Mohammad Rasoulof nous offre un film puissant, où l’art cinématographique embrasse le souffle de la révolte. Réalisé dans des conditions de tournage extrêmes, en complète clandestinité, Les Graines du figuier sauvage n’est pas seulement un brûlot politique, mais un immense film de cinéma.
Couronné d’un curieux prix spécialement créé pour lui à Cannes, le film de Mohammad Rasoulof embarrasse toute tentative critique. Faut-il saluer, encore plus que pour un film lambda, sa technique irréprochable et son existence même puisqu’il a été confectionné dans des conditions inhabituelles, complexes et douloureuses ? Le risque de s’attarder sur l’engagement périlleux qu’a pris le réalisateur pour ce film, est évidemment d’évincer le film en soi. Cependant, Les Graines du figuier sauvage comprend lui-même ce hors-champ politique, qui déborde dans la fiction et la dicte même.
Une famille iranienne se disloque au moment où le père, récemment promu enquêteur pour le tribunal de Téhéran, perd son arme et soupçonne ses deux filles, Rezvan et Sana. Celles-ci ignorent la profession réelle de leur père, au moment où la jeunesse iranienne s’embrasse à la suite de la mort de Mahsa Amini, une étudiante tuée par les forces de l’ordre pour voir mal porté son voile.
Sorti le 18 septembre 2024, soit deux ans et deux jours après la mort de Mahsa Amini, ce film a bien failli ne pas exister. Depuis 2010, Mohammad Rasoulof, comme son compatriote cinéaste Jafar Panahi, alterne séjours en prison et nuits au commissariat pour « propagande hostile à la République d’Iran ». La théocratie autoritaire accepte mal la liberté artistique – et la liberté tout court. Le réalisateur, souvent primé en festival (Berlin et Cannes entre autres), ne reçoit jamais ses récompenses en main propre, incarcéré par le régime iranien. Il profite d’une période hors des barreaux pour tourner Les Graines du figuier sauvage en totale clandestinité il va sans dire.
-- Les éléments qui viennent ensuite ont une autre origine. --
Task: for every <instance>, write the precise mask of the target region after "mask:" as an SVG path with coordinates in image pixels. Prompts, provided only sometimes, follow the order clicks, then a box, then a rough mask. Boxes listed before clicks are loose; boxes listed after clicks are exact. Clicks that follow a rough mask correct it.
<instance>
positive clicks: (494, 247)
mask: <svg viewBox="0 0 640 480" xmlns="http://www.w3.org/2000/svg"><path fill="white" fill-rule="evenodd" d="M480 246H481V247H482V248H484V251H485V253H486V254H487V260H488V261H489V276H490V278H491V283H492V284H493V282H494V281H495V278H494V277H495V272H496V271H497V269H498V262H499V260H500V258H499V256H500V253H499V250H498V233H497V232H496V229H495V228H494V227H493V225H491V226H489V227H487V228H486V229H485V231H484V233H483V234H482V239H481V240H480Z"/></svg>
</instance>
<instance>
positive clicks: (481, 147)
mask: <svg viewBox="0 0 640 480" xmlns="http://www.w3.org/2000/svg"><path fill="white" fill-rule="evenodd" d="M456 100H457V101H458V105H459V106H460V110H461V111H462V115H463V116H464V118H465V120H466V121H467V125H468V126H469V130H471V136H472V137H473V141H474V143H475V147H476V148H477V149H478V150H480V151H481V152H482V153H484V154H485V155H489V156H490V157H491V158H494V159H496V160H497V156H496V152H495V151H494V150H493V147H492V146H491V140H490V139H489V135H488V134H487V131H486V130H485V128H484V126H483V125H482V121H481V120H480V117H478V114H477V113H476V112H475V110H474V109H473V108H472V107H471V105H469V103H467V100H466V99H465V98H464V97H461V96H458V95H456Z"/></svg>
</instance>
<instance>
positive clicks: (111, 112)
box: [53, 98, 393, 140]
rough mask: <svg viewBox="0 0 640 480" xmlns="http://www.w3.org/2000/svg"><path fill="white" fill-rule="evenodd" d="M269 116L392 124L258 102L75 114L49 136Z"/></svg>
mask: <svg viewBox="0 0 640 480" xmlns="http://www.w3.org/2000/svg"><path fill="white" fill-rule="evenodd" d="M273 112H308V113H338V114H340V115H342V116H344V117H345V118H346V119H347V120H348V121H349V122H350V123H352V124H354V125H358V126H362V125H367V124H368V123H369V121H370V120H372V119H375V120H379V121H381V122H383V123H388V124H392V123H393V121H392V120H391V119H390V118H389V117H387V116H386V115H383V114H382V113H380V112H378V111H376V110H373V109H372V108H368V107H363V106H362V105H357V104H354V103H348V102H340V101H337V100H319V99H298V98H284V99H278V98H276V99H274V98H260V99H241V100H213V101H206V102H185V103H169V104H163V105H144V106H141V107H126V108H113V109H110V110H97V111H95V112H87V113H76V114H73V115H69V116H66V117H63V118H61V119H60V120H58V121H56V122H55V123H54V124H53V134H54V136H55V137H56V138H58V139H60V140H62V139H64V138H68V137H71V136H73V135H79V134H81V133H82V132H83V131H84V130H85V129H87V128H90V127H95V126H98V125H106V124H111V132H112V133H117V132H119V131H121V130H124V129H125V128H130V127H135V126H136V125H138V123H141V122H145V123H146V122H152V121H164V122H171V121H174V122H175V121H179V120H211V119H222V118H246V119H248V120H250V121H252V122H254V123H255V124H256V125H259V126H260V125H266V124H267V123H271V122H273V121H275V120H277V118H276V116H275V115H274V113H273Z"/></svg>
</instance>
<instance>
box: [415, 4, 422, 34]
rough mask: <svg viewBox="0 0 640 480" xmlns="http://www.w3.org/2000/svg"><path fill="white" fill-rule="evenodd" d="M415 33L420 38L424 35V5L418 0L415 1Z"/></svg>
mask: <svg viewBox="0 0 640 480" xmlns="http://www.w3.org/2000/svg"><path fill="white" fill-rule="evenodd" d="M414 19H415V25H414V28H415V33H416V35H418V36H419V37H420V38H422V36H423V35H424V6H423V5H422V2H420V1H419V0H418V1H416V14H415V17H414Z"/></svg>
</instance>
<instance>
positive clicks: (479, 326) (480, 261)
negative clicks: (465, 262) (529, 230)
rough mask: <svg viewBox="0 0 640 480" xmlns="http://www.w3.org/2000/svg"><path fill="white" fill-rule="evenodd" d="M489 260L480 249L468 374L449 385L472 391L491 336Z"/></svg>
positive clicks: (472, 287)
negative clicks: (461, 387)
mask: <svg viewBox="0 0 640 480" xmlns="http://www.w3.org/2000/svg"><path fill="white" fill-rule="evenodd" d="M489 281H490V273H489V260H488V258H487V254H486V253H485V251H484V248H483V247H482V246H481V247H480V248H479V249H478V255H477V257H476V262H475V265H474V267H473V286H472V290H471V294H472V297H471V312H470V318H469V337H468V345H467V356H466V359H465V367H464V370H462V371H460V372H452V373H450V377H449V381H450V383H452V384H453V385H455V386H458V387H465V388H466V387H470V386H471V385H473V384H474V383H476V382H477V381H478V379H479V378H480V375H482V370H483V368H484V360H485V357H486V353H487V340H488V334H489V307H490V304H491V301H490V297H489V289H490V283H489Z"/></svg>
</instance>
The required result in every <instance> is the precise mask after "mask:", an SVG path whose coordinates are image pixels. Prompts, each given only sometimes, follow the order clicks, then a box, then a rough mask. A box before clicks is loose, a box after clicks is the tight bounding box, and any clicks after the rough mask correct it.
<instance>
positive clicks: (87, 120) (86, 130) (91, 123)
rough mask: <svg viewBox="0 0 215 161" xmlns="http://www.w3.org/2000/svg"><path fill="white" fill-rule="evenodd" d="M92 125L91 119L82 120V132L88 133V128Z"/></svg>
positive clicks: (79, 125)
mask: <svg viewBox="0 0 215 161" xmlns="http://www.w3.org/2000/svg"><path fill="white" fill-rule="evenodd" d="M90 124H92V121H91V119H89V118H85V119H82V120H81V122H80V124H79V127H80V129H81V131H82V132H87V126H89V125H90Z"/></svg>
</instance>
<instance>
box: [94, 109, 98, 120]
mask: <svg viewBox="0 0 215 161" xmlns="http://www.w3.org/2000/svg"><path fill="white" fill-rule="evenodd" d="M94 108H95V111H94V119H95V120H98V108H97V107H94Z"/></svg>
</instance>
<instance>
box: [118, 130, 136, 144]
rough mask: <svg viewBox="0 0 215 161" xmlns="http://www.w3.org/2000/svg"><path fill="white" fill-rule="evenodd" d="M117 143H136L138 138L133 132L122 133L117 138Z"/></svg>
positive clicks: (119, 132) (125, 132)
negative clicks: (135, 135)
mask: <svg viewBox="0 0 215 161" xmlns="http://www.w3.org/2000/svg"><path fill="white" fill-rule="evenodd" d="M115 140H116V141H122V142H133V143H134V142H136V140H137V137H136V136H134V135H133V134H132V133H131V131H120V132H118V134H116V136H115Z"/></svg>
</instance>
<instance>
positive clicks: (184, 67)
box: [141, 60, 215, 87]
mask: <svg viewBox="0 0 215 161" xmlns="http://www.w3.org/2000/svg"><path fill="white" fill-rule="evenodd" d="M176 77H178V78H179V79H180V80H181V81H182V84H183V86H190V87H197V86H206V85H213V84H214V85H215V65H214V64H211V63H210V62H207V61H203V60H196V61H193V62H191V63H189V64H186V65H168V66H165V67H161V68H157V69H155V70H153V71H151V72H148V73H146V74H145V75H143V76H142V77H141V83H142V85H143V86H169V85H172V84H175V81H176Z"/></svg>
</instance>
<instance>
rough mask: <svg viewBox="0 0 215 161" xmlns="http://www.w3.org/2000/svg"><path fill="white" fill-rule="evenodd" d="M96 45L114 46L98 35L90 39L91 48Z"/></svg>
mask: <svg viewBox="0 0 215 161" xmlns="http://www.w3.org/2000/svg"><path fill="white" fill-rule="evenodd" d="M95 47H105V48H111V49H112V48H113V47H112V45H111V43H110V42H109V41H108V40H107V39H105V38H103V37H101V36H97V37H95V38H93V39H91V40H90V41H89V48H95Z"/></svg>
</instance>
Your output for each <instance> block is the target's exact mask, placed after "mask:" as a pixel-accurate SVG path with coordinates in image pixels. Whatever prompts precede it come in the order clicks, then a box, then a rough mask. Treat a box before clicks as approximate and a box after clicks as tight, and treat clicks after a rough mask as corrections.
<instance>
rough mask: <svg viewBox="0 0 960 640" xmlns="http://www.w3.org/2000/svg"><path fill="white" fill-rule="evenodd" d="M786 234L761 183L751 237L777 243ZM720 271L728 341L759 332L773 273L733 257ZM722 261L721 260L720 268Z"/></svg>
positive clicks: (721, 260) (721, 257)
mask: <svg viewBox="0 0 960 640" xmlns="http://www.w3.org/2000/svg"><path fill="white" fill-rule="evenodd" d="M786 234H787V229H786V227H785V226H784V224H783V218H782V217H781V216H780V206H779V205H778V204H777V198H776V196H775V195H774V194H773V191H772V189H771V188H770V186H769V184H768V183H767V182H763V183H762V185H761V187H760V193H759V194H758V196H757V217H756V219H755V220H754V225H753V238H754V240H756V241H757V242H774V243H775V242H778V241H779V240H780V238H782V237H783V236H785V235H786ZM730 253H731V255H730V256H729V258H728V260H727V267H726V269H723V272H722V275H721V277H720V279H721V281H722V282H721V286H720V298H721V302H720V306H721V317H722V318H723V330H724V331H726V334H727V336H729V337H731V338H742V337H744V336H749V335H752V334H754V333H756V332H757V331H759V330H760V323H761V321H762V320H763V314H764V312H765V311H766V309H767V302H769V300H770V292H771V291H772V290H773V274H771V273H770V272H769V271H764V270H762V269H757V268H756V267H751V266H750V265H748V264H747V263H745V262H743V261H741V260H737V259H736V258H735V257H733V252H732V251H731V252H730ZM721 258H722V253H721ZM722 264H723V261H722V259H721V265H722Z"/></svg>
Tourner sans l’accord du régime iranien, et sans voile pour les femmes, signifie la prison pour l’équipe du film. Mohammad Rasoulof dut parfois diriger ses acteurs à distance pour les scènes extérieures, ou camouflé. Les acteurs ne furent informer que tardivement du nom du réalisateur, certains se désistèrent en début de tournage, par peur des représailles. Les membres de l’équipe technique, nécessairement réduite, sont choisis en fonction de leurs compétences autant que pour leurs valeurs : risquent-ils de trahir l’équipe ? Acceptent-ils de prendre des risques ? Outre ce chemin de croix éreintant, le tournage s’accompagne de précautions à chaque instant. Une fois tournées, les scènes sont envoyées à l’étranger pour être sauvegardées.
Pourtant, alors qu’un film clandestin pourrait évoquer des images tournées à la va-vite au smartphone, des incohérences de montage et un récit fragmenté, Mohammad Rasoulof a l’audace de faire un film techniquement sublime et irréprochable.
Les Graines du figuier sauvage est un film d’une maitrise à couper le souffle. La tension s’accroit plan par plan. Choisi sûrement ave stratégie dans un contexte de tournage difficile, le huis clos permet de scinder la famille en deux et de révéler la révolte qui gronde. Les femmes sont reléguées à l’espace domestique, et l’homme, au lieu de pouvoir.
Seulement, l’extérieur s’immisce par les bruits derrière les fenêtres, par les réseaux sociaux qui contredisent le discours officiel de la télévision. La mère de famille (époustouflante Soheila Golestani ) se raccroche au mensonge de l’Etat, se repliant peu à peu sur ses mensonges à mesure que ses deux filles s’émancipent, poussées par l’élan contestataire de leur génération. Ce n’est donc pas un hasard si, symboliquement, la dernière partie du film se déploie à l’extérieur.
Bien que le huis clos resurgisse par à-coups dans la partie finale, comme un écho au régime iranien qui tente sans cesse d’emprisonner sa population, la famille ne peut résister à l’appel pressant du dehors. Le réel est là, et le vieux monde en ruine présent dans le décor s’effondrera un jour.
Additionné à ce scénario aux implications politiques déjà évidentes, le montage insère dans la fiction des images réelles des manifestations lancées par les femmes iraniennes en 2022. L’avant-dernière scène du film tombe dans un discret manichéisme, auquel répond la vérité des images du mouvement « Femme vie liberté ». Le pouvoir des hommes n’empêchera pas la rage des femmes. Témoin comme acteur du mouvement des femmes, Les Graines du figuier sauvage porte leur cri.